The Radeon RX 5600 XT's wider memory bus and increased memory bandwidth give it a slight edge over the Radeon RX 6600 in the Fire Strike Ultra benchmark. The newest mainstream Radeon has enough oomph to dispatch the GeForce RTX 2060 Super and RTX 3060 here, however.

UL 3DMark Port Royal Ray Tracing Benchmarks

Port Royal was released earlier this year as an update to UL’s popular 3DMark suite. It is designed to test real-time ray tracing performance of graphics cards that support Microsoft DirectX Raytracing, or DXR. Although DXR is technically compatible with all DX12-class GPUs, the graphics card must have drivers that enable DXR.

3mark port royal dxr
3DMark Port Royal

radeon rx 6600 port royal details
Port Royal Radeon RX 6600 Details

port royal 1 radeon rx 6600 performance


port royal 2 radeon rx 6600 performance

The previous-gen GPUs which lack DXR support drop out of the charts here. 3DMark's Port Royal benchmark, which mixes DXR Ray Tracing effects with traditional rasterization, puts the Radeon RX 6600 at the bottom of the heap, about 17% behind the Radeon RX 6600 XT.

We also experimented with the DirectX Ray Tracing Feature test, which was recently released as an update to 3DMark...

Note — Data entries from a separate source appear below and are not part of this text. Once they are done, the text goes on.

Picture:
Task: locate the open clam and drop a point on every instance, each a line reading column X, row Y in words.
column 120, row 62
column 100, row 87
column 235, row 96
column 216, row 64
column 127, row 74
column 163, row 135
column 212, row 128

radeon rx 6600 dxr details
DXR Feature Test Radeon RX 6600 Details

dxr 1 radeon rx 6600 performance

This more specialized benchmark, which focuses solely on DXR Ray Tracing effects, also has the Radeon RX 6600 trailing the rest of the pack. Here, the Radeon RX 6600 finishes about 16% behind the higher-end Radeon RX 6600 XT, but well behind the GeForces.